Israeli journalist Nir Hasson agrees. He writes for the Haaretz newspaper.

“We cannot excuse destruction, death, famine and displacement to Gaza. We cannot explain it, so we do what we can so that the world does not see it,” he said.

People sitting at the top of a hill look while smoke rises above a destroyed city.
People look at smoke increases after explosions in Gaza City on Sunday. (Mahmoud Issa / Reuters)

The Israeli media also made the eyes of Gaza. It often avoids the coverage of events affecting Palestinians during the war – such as civilian dead or food shortages – or emphasizes the official government versions of the situation.

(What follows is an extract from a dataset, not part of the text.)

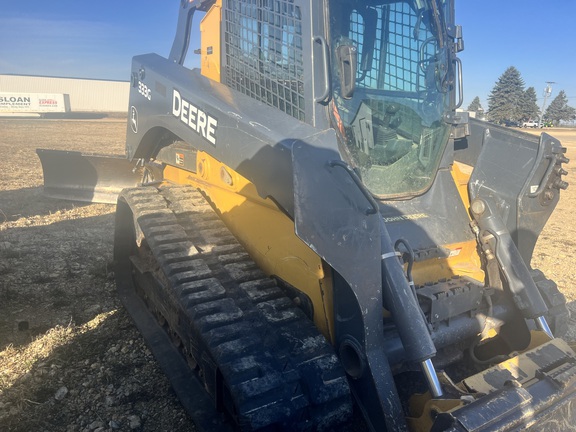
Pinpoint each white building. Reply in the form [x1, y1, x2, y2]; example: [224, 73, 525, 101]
[0, 74, 130, 113]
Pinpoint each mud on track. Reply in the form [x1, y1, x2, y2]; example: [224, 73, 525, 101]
[0, 119, 576, 431]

And that seems to be the way the majority of Israelis love it. A survey carried out by the Achord center of the Hebrew University of Jerusalem in May revealed that 64% believe that it is not necessary to show a wider image concerning the fate of civilians in Gaza.

“Israeli media have become very nationalist,” said Shwartz Alshuler. She says that since October 7, newspapers and television networks have chosen to offer “comfort to the public” and “local pride” instead of the coverage they may not want to see.

So now, when angry demonstrators are walking in Madrid or Montreal, or when the world leaders rumble Israel and recognize Palestine, “most of the public is really surprised by the indignation that Israel is confronted,” she said. “They don’t understand where it comes from.”